Read the latest column from Peter Rhodes.

Sir Simon – rattled by the Proms
Sir Simon – rattled by the Proms

I suggested a few weeks ago that the cost of the new royal yacht, which Downing Street estimated at £200 million in May, would creep up to £500 million. It has started. Just three months has passed and before a single rivet has been fitted, we are now told the bill will be £250 million.

Boris Johnson's plan to “get tough” on crime by forcing offenders to carry out public work wearing identifiable hi-viz jackets has been condemned by one senior police officer as “weird and gimmicky.” It's worse than that. Public humiliation of criminals is the hallmark of communist regimes and banana republics. It is weird, gimmicky - and downright un-British.
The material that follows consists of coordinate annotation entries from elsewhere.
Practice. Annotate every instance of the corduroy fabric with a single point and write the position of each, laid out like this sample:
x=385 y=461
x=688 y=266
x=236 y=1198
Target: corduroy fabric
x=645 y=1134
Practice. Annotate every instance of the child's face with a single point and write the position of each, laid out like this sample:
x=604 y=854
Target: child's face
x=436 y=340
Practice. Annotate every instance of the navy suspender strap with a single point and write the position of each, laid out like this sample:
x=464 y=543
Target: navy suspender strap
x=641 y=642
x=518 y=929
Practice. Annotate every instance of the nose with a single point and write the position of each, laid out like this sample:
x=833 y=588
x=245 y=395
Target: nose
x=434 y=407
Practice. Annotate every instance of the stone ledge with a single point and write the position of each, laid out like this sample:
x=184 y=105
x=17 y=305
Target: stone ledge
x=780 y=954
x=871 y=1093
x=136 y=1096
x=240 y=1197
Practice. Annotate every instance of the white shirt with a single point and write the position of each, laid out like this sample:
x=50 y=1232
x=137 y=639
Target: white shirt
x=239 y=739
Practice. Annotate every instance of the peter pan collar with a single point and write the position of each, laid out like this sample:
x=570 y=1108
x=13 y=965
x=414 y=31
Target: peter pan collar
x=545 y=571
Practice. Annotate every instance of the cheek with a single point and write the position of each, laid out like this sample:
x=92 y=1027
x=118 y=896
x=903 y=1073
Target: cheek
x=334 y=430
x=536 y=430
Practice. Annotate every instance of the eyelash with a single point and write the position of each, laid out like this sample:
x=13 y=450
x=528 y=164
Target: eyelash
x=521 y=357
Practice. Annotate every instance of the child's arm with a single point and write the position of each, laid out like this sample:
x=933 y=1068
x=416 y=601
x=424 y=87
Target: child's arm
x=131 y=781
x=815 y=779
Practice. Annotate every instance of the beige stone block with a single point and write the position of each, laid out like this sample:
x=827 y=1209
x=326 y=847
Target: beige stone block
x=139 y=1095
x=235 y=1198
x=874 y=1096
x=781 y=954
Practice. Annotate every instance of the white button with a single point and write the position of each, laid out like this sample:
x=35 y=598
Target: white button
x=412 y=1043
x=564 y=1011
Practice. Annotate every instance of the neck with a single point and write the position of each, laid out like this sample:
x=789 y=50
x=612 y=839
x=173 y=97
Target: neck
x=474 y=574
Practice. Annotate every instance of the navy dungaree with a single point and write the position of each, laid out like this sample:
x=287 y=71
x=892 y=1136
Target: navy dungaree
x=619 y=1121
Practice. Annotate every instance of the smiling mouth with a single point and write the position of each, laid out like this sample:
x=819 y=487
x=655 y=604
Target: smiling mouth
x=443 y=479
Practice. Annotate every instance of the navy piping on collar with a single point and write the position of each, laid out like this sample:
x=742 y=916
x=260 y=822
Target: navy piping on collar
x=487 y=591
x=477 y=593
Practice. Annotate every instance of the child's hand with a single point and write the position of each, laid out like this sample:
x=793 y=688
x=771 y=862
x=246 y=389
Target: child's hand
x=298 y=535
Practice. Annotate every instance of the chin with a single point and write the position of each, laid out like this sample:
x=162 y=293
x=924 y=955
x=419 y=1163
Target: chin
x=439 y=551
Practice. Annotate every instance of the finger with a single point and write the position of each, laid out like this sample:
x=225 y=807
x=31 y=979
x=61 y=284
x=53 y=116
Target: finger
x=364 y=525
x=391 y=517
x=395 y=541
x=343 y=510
Have you had the letter yet? It's the one from the high-street banks demanding more information from us customers, allegedly to protect us from fraudsters. This time it's your mobile-phone number they want. I have always been very wary of this, on the grounds that if people have your number they tend to call you. But if you wish to buy stuff online then you must obey this diktat. Our lives are increasingly ruled by the demands of big business and the cleverness of crooks.

The great conductor Sir Simon Rattle says the “jingoistic elements” of the Last Night of the Proms, especially since the Falklands War, make him uneasy. Almost as soon as the shooting stopped in 1982, the Falklands War divided Britain into two bitterly opposed camps who will never change their minds. One camp believes it was a just war against Argentina's naked aggression. The other believes it was “Maggie's War,” cynically engineered to get Thatcher re-elected. But there is another perspective, often overlooked.

Instead of looking only at the war's impact on Britain, look at tragic, tortured Argentina where for the previous seven years a particularly vile military junta had killed more than 20,000 students, trade unionists, nuns, intellectuals and other perceived enemies, in some cases by simply dropping them from helicopters into the ocean. This “dirty war” was a grisly form of genocide, carried out by a regime as evil as the Nazis. It ended when British troops, supported by the “jingoistic” UK public that so alarms Simon Rattle, reclaimed the Falklands. The junta collapsed. Democracy took over.

“Maggie's War” was a victory not only for Britain but for Argentina, too. Isn't that worth waving a Union Jack for?